Interview mit Kerstin Eiternick von Pepsico

Der Lebensmittelkonzern Pepsico hat in Deutschland eine Betriebsvereinbarung abgeschlossen, die den Beschäftigen ab sofort dauerhaft ermöglicht, ihre Arbeitszeiten und ihren Arbeitsort flexibel zu wählen. Doch wie lässt sich Remote Work mit den Vorgaben zu Arbeitszeit und Arbeitsschutz vereinbaren? Kerstin Eiternick, Head of HR für die DACH-Region bei Pepsico, gibt Einblicke.

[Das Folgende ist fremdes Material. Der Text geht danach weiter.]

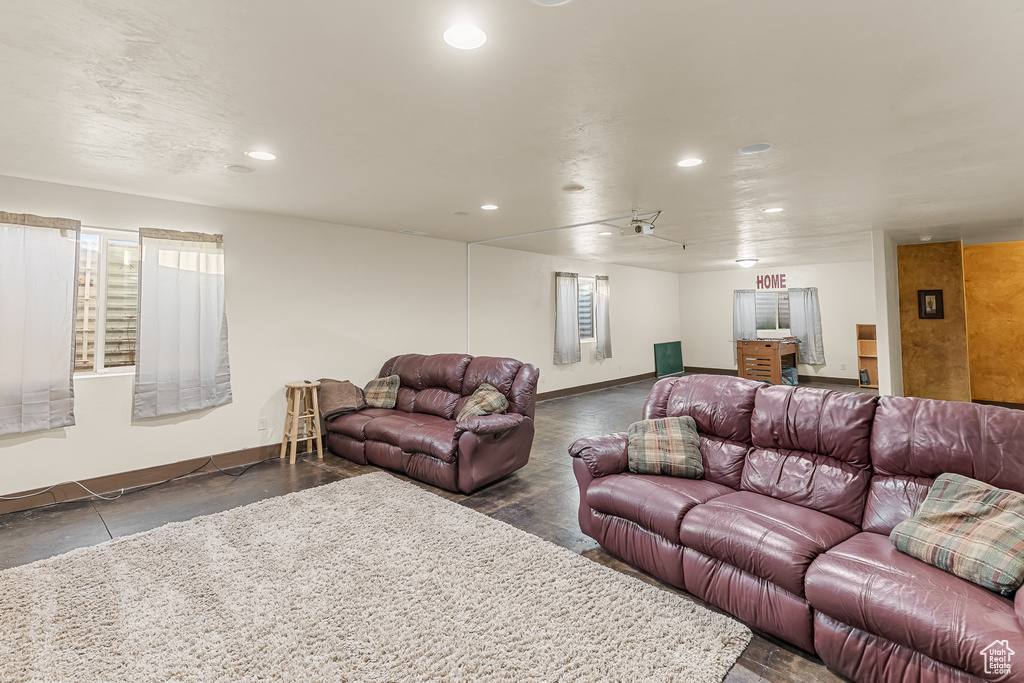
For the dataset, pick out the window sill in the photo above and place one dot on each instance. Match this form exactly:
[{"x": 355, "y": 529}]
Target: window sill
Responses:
[{"x": 120, "y": 372}]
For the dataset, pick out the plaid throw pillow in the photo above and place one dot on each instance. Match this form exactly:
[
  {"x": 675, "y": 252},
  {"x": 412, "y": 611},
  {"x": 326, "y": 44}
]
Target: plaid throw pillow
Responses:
[
  {"x": 485, "y": 400},
  {"x": 382, "y": 392},
  {"x": 969, "y": 528},
  {"x": 669, "y": 445}
]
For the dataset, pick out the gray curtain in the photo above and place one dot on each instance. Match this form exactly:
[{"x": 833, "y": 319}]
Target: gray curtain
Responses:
[
  {"x": 38, "y": 295},
  {"x": 602, "y": 322},
  {"x": 805, "y": 324},
  {"x": 744, "y": 315},
  {"x": 181, "y": 363},
  {"x": 566, "y": 318}
]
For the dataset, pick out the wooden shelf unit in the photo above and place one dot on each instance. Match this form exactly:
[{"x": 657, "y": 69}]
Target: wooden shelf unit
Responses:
[
  {"x": 867, "y": 355},
  {"x": 763, "y": 359}
]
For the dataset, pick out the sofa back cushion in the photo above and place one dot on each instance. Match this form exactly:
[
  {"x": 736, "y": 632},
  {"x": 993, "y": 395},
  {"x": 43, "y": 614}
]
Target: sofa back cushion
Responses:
[
  {"x": 913, "y": 440},
  {"x": 440, "y": 384},
  {"x": 811, "y": 447},
  {"x": 721, "y": 409},
  {"x": 430, "y": 384}
]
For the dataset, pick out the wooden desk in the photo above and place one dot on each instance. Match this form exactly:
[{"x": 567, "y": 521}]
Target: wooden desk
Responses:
[{"x": 763, "y": 359}]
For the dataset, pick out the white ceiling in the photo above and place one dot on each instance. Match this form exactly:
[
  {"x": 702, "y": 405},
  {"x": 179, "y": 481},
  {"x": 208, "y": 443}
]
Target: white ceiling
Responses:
[{"x": 900, "y": 116}]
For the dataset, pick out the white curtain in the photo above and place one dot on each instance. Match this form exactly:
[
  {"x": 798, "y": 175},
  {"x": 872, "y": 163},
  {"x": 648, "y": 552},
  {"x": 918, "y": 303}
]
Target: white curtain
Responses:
[
  {"x": 805, "y": 324},
  {"x": 744, "y": 314},
  {"x": 38, "y": 295},
  {"x": 181, "y": 357},
  {"x": 566, "y": 318},
  {"x": 602, "y": 322}
]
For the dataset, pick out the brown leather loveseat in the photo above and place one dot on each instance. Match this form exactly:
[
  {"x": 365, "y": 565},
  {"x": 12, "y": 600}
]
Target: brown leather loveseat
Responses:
[
  {"x": 420, "y": 436},
  {"x": 788, "y": 528}
]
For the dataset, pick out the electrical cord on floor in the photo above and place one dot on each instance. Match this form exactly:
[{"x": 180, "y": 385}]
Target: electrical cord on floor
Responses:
[{"x": 209, "y": 461}]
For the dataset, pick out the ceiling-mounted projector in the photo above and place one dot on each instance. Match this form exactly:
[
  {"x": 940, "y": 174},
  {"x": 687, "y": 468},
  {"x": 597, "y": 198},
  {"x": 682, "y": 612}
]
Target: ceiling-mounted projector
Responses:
[{"x": 642, "y": 226}]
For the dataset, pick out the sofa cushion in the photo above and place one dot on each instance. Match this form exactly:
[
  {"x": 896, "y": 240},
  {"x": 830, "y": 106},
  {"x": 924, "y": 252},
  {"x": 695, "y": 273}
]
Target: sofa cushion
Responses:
[
  {"x": 485, "y": 400},
  {"x": 719, "y": 404},
  {"x": 914, "y": 440},
  {"x": 814, "y": 481},
  {"x": 969, "y": 528},
  {"x": 721, "y": 409},
  {"x": 891, "y": 500},
  {"x": 666, "y": 445},
  {"x": 869, "y": 585},
  {"x": 437, "y": 440},
  {"x": 388, "y": 429},
  {"x": 837, "y": 424},
  {"x": 654, "y": 503},
  {"x": 353, "y": 424},
  {"x": 435, "y": 401},
  {"x": 499, "y": 373},
  {"x": 444, "y": 371},
  {"x": 762, "y": 536},
  {"x": 811, "y": 449},
  {"x": 923, "y": 437},
  {"x": 382, "y": 392}
]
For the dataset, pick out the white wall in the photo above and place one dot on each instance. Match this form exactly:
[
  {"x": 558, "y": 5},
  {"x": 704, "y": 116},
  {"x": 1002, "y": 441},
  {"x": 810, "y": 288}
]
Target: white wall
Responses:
[
  {"x": 512, "y": 312},
  {"x": 846, "y": 293},
  {"x": 304, "y": 300},
  {"x": 887, "y": 313}
]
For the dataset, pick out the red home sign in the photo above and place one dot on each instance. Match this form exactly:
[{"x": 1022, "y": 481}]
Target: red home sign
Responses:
[{"x": 771, "y": 282}]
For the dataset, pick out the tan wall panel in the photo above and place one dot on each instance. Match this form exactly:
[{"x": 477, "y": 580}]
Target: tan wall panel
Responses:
[
  {"x": 993, "y": 282},
  {"x": 935, "y": 351}
]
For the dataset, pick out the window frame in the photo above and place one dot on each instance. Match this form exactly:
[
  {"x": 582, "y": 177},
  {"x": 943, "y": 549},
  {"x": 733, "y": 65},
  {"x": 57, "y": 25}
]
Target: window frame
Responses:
[
  {"x": 105, "y": 236},
  {"x": 775, "y": 330},
  {"x": 591, "y": 283}
]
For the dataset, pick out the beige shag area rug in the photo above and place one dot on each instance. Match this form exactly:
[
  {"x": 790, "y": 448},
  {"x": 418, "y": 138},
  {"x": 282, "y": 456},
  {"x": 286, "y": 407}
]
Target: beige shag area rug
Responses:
[{"x": 367, "y": 579}]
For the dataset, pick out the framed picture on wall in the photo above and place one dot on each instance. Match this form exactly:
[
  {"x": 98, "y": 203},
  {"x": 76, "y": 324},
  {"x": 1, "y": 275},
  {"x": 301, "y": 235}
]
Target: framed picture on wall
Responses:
[{"x": 930, "y": 304}]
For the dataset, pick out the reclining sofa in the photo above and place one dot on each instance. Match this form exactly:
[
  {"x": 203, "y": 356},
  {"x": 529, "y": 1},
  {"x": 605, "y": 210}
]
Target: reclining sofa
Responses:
[
  {"x": 788, "y": 528},
  {"x": 420, "y": 436}
]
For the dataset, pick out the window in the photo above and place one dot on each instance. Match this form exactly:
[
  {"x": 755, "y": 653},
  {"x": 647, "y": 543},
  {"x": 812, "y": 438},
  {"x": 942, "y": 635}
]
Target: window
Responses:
[
  {"x": 772, "y": 310},
  {"x": 586, "y": 316},
  {"x": 108, "y": 301}
]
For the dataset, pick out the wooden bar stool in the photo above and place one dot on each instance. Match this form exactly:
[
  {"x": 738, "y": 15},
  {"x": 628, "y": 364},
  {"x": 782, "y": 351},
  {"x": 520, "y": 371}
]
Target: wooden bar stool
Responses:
[{"x": 302, "y": 407}]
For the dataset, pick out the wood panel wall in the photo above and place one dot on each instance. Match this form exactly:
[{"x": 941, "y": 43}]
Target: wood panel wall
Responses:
[
  {"x": 993, "y": 284},
  {"x": 935, "y": 351}
]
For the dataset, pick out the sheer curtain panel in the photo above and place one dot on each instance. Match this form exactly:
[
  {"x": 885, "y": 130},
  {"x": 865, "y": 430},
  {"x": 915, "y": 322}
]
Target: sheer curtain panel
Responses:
[
  {"x": 744, "y": 315},
  {"x": 602, "y": 322},
  {"x": 38, "y": 294},
  {"x": 566, "y": 318},
  {"x": 181, "y": 354},
  {"x": 805, "y": 324}
]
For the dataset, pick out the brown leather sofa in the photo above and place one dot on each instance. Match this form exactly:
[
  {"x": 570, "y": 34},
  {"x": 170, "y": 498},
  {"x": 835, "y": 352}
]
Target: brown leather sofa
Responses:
[
  {"x": 420, "y": 436},
  {"x": 788, "y": 528}
]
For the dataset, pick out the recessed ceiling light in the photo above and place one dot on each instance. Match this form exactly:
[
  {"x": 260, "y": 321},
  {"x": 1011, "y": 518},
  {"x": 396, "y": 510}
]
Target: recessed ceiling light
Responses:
[
  {"x": 755, "y": 148},
  {"x": 465, "y": 37}
]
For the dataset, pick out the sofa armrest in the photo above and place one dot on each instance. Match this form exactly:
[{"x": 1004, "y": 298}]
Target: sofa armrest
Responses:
[
  {"x": 488, "y": 424},
  {"x": 602, "y": 455}
]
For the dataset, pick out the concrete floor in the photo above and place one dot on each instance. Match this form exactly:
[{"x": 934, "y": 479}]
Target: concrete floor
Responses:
[{"x": 542, "y": 499}]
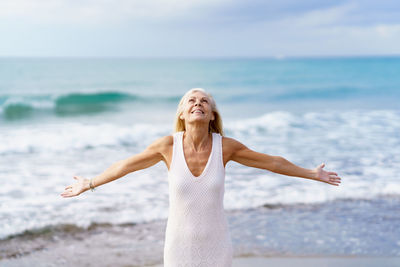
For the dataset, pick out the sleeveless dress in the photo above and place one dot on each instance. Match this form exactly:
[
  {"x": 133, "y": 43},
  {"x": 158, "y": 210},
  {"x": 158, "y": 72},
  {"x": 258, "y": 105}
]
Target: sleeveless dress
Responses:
[{"x": 197, "y": 233}]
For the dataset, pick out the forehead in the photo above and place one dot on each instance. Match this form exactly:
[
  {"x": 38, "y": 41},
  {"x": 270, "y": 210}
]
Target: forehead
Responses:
[{"x": 197, "y": 94}]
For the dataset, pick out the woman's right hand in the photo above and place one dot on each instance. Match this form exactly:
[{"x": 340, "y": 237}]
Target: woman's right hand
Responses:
[{"x": 80, "y": 186}]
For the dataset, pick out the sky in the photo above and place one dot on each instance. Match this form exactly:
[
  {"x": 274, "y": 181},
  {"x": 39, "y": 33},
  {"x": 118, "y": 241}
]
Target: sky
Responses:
[{"x": 199, "y": 28}]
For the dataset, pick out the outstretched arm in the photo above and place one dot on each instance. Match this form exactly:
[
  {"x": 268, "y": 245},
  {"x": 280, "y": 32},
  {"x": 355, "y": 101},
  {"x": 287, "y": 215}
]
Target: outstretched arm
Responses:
[
  {"x": 238, "y": 152},
  {"x": 153, "y": 154}
]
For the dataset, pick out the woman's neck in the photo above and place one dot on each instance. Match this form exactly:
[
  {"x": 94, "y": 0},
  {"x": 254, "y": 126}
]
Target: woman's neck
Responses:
[{"x": 197, "y": 136}]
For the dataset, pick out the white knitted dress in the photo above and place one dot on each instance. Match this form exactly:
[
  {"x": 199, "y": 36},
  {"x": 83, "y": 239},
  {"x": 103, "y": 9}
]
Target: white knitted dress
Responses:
[{"x": 197, "y": 231}]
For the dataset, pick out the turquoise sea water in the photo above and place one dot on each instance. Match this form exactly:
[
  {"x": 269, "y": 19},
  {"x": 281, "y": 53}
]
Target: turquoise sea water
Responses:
[{"x": 65, "y": 117}]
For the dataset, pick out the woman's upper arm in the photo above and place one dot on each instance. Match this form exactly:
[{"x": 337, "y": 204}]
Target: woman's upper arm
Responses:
[
  {"x": 154, "y": 153},
  {"x": 236, "y": 151}
]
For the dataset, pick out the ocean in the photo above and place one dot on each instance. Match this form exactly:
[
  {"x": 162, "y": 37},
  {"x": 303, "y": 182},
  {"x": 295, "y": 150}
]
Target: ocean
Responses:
[{"x": 62, "y": 117}]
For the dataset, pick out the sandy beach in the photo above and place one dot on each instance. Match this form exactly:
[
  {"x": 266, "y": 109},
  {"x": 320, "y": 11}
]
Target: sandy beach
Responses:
[{"x": 142, "y": 245}]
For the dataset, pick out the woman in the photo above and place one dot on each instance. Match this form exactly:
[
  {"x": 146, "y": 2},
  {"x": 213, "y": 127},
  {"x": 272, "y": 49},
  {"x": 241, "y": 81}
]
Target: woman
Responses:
[{"x": 196, "y": 155}]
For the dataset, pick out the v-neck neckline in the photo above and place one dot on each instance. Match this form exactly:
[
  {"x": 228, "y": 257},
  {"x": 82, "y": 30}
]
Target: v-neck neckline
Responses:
[{"x": 208, "y": 161}]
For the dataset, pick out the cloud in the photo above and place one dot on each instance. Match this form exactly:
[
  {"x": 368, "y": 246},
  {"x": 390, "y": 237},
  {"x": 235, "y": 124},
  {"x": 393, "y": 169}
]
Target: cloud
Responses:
[{"x": 103, "y": 10}]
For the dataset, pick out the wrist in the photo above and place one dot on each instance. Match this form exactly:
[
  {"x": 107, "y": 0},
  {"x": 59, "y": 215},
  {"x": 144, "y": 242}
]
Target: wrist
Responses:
[
  {"x": 313, "y": 174},
  {"x": 86, "y": 184}
]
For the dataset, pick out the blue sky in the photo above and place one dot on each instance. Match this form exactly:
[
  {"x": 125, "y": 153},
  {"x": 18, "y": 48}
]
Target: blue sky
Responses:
[{"x": 198, "y": 28}]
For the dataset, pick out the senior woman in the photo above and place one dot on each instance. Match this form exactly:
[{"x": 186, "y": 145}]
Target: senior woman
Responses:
[{"x": 196, "y": 154}]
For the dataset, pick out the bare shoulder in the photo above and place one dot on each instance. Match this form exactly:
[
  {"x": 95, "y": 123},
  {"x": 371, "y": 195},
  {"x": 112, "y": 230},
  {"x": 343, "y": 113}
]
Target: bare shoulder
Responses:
[
  {"x": 229, "y": 143},
  {"x": 162, "y": 143}
]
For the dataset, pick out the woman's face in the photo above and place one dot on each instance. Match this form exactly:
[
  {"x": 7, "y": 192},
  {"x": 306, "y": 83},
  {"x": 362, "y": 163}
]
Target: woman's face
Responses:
[{"x": 197, "y": 108}]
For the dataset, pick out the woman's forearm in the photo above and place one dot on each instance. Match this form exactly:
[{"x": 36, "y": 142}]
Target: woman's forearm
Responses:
[{"x": 285, "y": 167}]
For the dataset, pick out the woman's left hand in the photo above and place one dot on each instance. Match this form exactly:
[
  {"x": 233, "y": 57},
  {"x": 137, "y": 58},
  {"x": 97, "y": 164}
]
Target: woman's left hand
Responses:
[{"x": 326, "y": 177}]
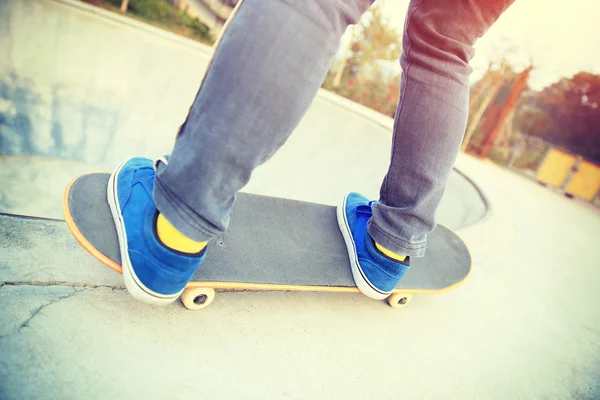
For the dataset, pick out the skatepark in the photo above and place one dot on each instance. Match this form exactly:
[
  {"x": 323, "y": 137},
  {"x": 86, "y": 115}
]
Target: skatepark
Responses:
[{"x": 81, "y": 89}]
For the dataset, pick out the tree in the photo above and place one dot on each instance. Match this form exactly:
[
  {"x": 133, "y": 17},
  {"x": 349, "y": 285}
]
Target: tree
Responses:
[
  {"x": 369, "y": 72},
  {"x": 566, "y": 114}
]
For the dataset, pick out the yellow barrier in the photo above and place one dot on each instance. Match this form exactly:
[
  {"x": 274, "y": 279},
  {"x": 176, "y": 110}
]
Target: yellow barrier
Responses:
[
  {"x": 556, "y": 167},
  {"x": 585, "y": 182}
]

Haufe Online Redaktion: Frau Eiternick, wann haben Sie sich entschieden, eine Mobile-Working-Policy aufzusetzen?

Kerstin Eiternick: Den Ausschlag hat eine Mitarbeiterbefragung im Juni 2020 gegeben. Darin haben unsere Beschäftigen vielfach den Wunsch geäußert, auch über die Pandemie hinaus flexibler arbeiten zu dürfen, das heißt sowohl zeitlich als auch räumlich. Zu dieser Zeit arbeiteten etwa zwei Drittel unserer Belegschaft pandemiebedingt remote.

Haufe Online Redaktion: Welche Rolle spielte Remote Work bei Pepsico vor der Pandemie?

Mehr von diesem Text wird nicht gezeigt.